摘要
Introduction. Early cancer detection improves survival rates and reduces healthcare costs due to less treatment intensification, fewer hospitalizations and higher chances of remission. There is an increasing need for practical, interpretable screening tools that can effectively assess cancer risk and enable early identification of high-risk patients for timely intervention.
Aim. To develop and externally validate machine learning models for predicting the probability of cancer development in patients based on real-world clinical data.

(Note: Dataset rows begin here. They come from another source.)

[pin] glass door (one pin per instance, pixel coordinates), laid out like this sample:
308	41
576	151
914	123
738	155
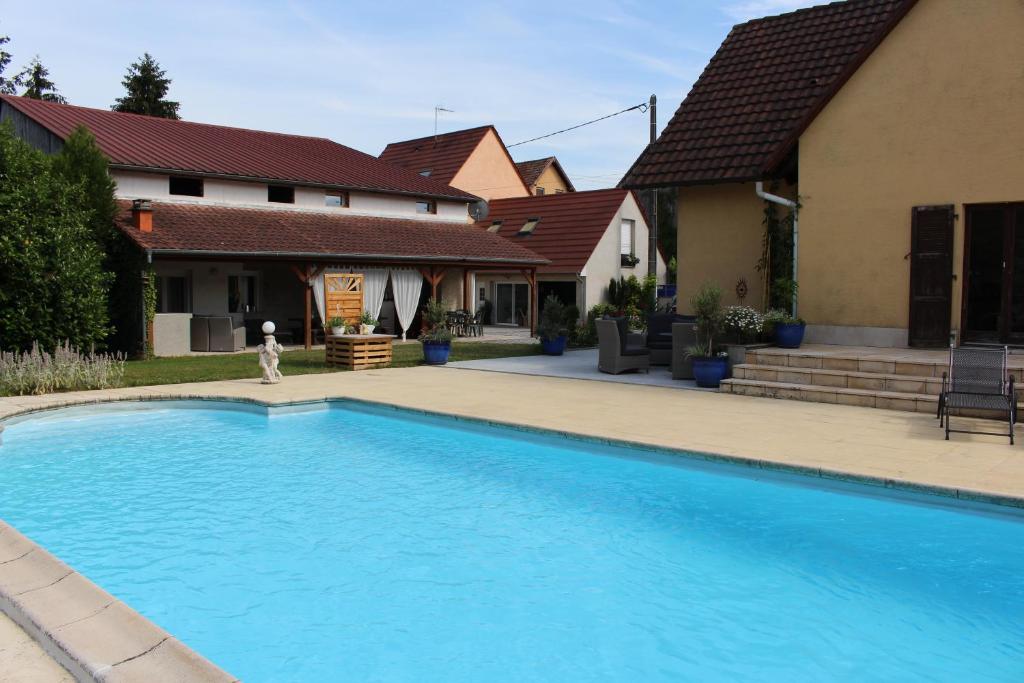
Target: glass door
994	292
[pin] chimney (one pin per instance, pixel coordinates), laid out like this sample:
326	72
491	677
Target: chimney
141	215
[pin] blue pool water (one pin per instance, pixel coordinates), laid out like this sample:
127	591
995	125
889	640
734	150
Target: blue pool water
367	545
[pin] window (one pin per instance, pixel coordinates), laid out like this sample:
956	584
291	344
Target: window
337	200
626	243
184	186
173	294
243	294
528	226
281	194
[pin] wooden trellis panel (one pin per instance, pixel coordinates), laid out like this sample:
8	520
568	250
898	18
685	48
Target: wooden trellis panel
343	296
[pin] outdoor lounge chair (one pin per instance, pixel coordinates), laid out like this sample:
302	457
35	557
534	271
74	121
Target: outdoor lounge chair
978	380
614	354
684	335
659	337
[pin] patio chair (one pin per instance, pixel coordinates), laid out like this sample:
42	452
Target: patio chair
658	338
978	380
614	354
684	335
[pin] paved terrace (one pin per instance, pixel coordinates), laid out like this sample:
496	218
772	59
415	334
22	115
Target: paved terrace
885	447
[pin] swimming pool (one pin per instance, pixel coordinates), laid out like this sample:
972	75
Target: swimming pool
365	544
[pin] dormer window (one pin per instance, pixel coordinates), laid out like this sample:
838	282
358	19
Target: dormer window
184	186
528	227
336	200
281	194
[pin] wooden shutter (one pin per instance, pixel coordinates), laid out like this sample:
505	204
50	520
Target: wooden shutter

Materials and Methods. Depersonalized HER data from 1.3 million patients were used for the study. Gender, age, weight change rate, erythrocyte sedimentation rate, hemoglobin, body mass index, and history of clinically significant comorbidities were considered as potential predictors. These comorbidities were defined by a medical expert and encompassed 54 conditions with documented associations with cancer risk. The performances of Logistic Regression, LGBMClassifier, Random Forest, Linear Discriminant Analysis, and Naive Bayes classifier models were compared. External validation was performed using data with different regional origin
Results. The LGBMClassifier demonstrated the best discrimination, with an AUROC of 0.807 (95% CI 0.798–0.815) during testing, 0.794 (95% CI 0.786–0.800) on external data set №1, and 0.790 (95% CI 0.782–0.798) on external data set №2. The model showed good calibration and utility metrics. Meta-evaluation results confirmed the its robustness.
Conclusion. The performance metrics of the model were superior to those in previously published studies. External validation results demonstrated the model's relative stability when applied to novel, independent data, confirming its potential for the clinical practice.